SELECT AMT_SOLD, SALE PRICE, PROD_DESC
  FROM DAILY_SALES, PRODUCT, CUSTOMER
  WHERE
    DAILY_SALES.PROD_KEY = PRODUCT.PRODKEY AND
    DAILY_SALES.CUST_KEY = CUSTOMER.CUST_KEY

Informational constraints must not be violated, otherwise queries might return incorrect results. In this example, if any rows in DAILY_SALES do not have a corresponding customer key in the CUSTOMER table, the query would incorrectly return those rows.

Another type of informational constraint is the NOT ENFORCED NOT TRUSTED constraint. It can be useful to specify this type of informational constraint if an application cannot verify that the rows of a table will conform to the constraint. The NOT ENFORCED NOT TRUSTED constraint can be used to improve query optimization in cases where the Db2 optimizer can use the data to infer statistics from a statistical view. In these cases the strict matching between the values in the foreign keys and the primary keys are not needed. If a constraint is NOT TRUSTED and enabled for query optimization, then it will not be used to perform optimizations that depend on the data conforming completely to the constraint, such as join elimination.

When RI (referential integrity) tables are related by informational constraints, the informational constraints might be used in the incremental maintenance of dependant MQT data, staging tables, and query optimization. Violating an informational constraint might result in inaccurate MQT data and query results.

For example, parent and child tables are related by informational constraints, so the order in which they are maintained affects query results and MQT integrity. If there is data in the child table that cannot be related to a row in the parent table, an orphan row has been created. Orphan rows are a violation of the informational constraint relating that parent and child table. The dependent MQT data and staging tables associated with the parent-child tables might be updated with incorrect data, resulting in unpredictable optimization behaviour.

If you have an ENFORCED informational constraint, Db2 will force you to maintain RI tables in the correct order.
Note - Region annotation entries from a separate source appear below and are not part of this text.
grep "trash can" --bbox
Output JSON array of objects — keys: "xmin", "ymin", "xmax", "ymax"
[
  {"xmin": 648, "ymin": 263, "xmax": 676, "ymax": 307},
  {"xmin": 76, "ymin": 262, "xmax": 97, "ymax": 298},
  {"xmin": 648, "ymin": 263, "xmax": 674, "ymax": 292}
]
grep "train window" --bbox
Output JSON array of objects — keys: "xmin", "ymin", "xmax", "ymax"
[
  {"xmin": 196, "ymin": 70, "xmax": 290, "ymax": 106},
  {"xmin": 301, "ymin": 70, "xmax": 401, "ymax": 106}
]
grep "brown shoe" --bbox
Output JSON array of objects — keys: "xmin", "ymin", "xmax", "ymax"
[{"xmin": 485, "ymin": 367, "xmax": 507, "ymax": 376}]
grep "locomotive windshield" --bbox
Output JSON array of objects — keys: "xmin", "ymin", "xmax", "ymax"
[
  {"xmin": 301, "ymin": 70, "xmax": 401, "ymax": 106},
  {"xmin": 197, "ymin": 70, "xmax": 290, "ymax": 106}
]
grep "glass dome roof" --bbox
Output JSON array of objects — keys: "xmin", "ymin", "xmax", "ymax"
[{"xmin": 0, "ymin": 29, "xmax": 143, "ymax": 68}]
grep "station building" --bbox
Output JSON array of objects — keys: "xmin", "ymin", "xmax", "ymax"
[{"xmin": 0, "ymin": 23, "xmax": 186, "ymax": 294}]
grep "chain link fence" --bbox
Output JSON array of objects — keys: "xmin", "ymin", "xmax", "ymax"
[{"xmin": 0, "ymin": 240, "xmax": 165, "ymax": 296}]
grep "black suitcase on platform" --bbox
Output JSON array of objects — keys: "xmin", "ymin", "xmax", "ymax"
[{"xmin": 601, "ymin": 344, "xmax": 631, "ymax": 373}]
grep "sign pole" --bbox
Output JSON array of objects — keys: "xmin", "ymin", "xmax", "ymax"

For example, if you deleted a row in a parent table that would result in an orphan row, Db2 returns an SQL error and rolls back the change.

If you have a NOT ENFORCED informational constraint, you must maintain the integrity of the RI tables by updating tables in the correct order. The order in which parent-child tables are maintained is important to ensure MQT data integrity.

For example, you have set up the following parent and child table with a corresponding MQT:

create table parent (i1 int not null primary key, i2 int);
create table child (i1 int not null, i2 int);

alter table child add constraint fk1 foreign key (i2) references parent (i1) not enforced;
enable query optimization;

create table mqt1 as (select p.i1 as c1, p.i2 as c2, c.i1 as c3, count (*) as cnt from parent p, child c
where p.i1 = c.i2 group by p.i1, p.i2, c.i1) data 
initially deferred refresh immediate;

refresh table mqt1;

commit;

To insert rows into parent-child tables, you must insert rows into the parent table first.

insert into parent values (4, 4);
insert into child values(40, 4);

If rows are inserted into the child table first, orphan rows exist while there is no row in the parent table that matches the child row's foreign key. This violation, although temporary, might produce unpredictable behaviour during query optimization and MQT processing.

To remove rows from the parent table, you must remove the related rows from the child table first.

delete from child;
delete from parent;

If rows are removed from the parent table first, orphan rows are created when a child row's foreign key no longer matches a row key in the parent table. This results in a violation of the informational constraint between the parent and child tables. This violation, although temporary, might produce unpredictable behaviour during query optimization and MQT processing.